I started writing Java in 2006, while still at university in Budapest. The twenty years since have taken me through telco platforms, post-trade pipelines at Morgan Stanley, internal HR tooling at IBM (where I received a Challenge Coin for mentoring junior developers and teaching the OO mindset to non-engineers), government tax modernization at NAV in Hungary, instant-payment integration at the neobank BinX, and most recently legacy Java migration in the energy sector at German energy trading company Uniper Energy. The thread connecting all of it is regulated industries — places where the rules are real and the integration constraints are the actual work, not the framing around it.

About

How I work

I work best on engagements where the goal is concrete and the surface is well-defined: an integration spec, a published standard, an undocumented codebase to understand and migrate, a defined functional requirement to deliver against. I’m not a fast-onboarding generalist who absorbs a team’s tribal knowledge in two weeks; I’m a careful contractor who goes deep in the systems I’m responsible for and produces something that works in production. Most of my engagements run six to twelve months and end with the system handed over in better shape than I found it.

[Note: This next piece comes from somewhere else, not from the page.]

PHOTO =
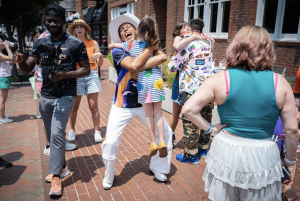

What I value in an engagement

Bounded scope and clear deliverables. Direct contracts over multi-layered intermediary arrangements. Long-form work over short break-fix gigs, because the systems I work on take real time to internalize. A delivery team that thinks together rather than handing artifacts over a wall. Honest conversations about what I will and won’t take on, up front, rather than late-stage disappointments. Clients who want a senior engineer to ship things, not a consultant to produce a deck.

I’m András Hummer, an independent senior back-end engineer based in Budapest. I work with European clients in regulated industries — payments, banking, energy — on integration and modernization problems where the difficulty isn’t shipping more features, it’s getting the existing systems to behave correctly under real constraints.